When I first put that policy in place I just thought it was a good way to run a company, but there have been many times when it has really been a savior for us and had a major impact on the business.
For example, we had a near-death experience in 2001. We are venture-backed and were running out of money and thought that we were going to have to do a major layoff. We sat down with all our employees, ran through the numbers and told them what was going on. Everybody asked a zillion questions and I just said, “Look, we have 36 hours and at the end of that we have to take some action.” Thirty-six hours later we had 52 ideas, and everybody had decided to take a salary cut in return for stock options.
This was in March 2001 and we made it to November just based on the cash flow from those decisions. In November our investors decided to give us more money. So employee engagement was literally a lifesaver for the company, and in fact it’s evolved to affect everything from how we run our intranet site to the frequency of all-staff meetings.
A hot topic in leadership and HR circles right now is flex work arrangements. Communispace has seemed to master this in balancing employee needs with business demands. What’s your secret?
I guess it’s the set of assumptions we have. For instance, we believe that your scarce resource is your energy, not your time. We’ve got a huge service component of our business, and so for us a key to success is employees who are responsive, listening hard, energetic and enthusiastic with clients. So we want people to come to work and be as present as possible, and that’s what we manage to, rather than how many hours a week you worked.

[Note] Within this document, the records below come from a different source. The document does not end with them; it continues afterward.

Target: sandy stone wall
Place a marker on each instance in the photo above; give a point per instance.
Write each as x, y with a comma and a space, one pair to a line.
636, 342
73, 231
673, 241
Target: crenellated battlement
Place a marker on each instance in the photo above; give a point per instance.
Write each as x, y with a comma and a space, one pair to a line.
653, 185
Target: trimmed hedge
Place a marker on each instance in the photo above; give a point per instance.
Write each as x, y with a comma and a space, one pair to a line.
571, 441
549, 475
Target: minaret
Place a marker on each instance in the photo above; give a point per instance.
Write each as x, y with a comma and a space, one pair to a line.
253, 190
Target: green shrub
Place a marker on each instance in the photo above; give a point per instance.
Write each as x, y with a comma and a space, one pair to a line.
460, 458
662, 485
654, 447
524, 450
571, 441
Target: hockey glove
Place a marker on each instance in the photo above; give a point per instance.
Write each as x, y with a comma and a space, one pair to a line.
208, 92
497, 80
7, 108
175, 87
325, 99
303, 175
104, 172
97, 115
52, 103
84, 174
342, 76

Having said that, everyone around here works really hard, but other than the person who’s at our switchboard, we don’t say, “You must be in at this time and you can leave at this time.” Our people tend to work an average of 50 hours a week, but they pick those hours. It’s worked well to trust that people are going to work hard and take responsibility for what’s going on, but not have the place be a sweatshop.
Which particular workplace best practices would you point to as making the biggest impact on your bottom line?

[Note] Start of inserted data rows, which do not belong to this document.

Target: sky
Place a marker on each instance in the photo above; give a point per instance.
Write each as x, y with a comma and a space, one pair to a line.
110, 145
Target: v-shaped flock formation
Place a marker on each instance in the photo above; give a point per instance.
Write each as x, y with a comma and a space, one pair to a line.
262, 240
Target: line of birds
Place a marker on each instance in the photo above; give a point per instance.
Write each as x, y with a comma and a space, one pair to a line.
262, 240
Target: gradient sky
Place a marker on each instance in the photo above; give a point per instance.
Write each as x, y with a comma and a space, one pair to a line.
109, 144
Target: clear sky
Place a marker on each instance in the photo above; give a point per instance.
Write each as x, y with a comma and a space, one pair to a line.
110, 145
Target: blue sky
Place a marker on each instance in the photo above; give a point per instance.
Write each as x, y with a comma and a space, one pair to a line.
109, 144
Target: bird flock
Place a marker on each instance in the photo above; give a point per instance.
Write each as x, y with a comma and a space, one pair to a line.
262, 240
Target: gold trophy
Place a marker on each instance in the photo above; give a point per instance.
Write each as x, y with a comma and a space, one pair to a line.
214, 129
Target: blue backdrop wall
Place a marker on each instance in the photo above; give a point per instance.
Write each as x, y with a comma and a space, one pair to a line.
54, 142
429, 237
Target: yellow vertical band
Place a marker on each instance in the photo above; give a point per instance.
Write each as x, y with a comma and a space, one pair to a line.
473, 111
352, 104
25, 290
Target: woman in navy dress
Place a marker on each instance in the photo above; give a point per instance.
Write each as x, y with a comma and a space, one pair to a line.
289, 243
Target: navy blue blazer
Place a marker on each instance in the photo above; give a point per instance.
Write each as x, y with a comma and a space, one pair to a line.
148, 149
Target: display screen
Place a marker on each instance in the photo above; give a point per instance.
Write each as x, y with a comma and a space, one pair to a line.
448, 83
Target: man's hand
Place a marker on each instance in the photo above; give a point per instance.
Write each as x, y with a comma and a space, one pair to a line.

Creating values for the organization that were relevant to what we do and then taking them seriously and putting teeth in them.

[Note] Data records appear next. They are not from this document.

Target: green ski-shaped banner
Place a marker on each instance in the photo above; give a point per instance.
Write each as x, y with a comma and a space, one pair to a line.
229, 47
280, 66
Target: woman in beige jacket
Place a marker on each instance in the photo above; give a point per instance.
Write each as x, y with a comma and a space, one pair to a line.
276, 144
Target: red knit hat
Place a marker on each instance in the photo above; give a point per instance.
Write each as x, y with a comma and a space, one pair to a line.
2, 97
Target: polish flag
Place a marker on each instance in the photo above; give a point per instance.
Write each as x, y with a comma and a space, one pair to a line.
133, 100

So for instance, in 2004 we realized we were going to be profitable and were going to make it as a company. We spent that summer thinking about what kind of company we wanted to be. We also spent a lot of time thinking about what we had done to get us to that point. That turned into a set of values that are still living and breathing within the organization.
Those values are really critical to how we operate and I would say they’ve paid off for us in being a great recruiting tool, a great source of alignment when managers are making decisions and a point of pride for employees. We’re trying to do a number of things and be great at what we do, but we’re also trying to build an amazing company. To do that it’s not just about what you’re selling.
You are set to speak about “lessons I’ve learned in building an enterprise” at our conference in October. Can you give a preview of some of these?
I think some of the things I’ll talk about will be obvious, like listen to your customers. Some might be less obvious, like five-year plans are totally overrated. I think you have to have a path and a sense of where you want to go, but in this day and age I think your strategy has to be emergent.
I think that passionate people move the business ahead. In most businesses I think I’d rather have two passionate people than three smart ones. I’d rather have people who are jazzed, who see the glass as half full.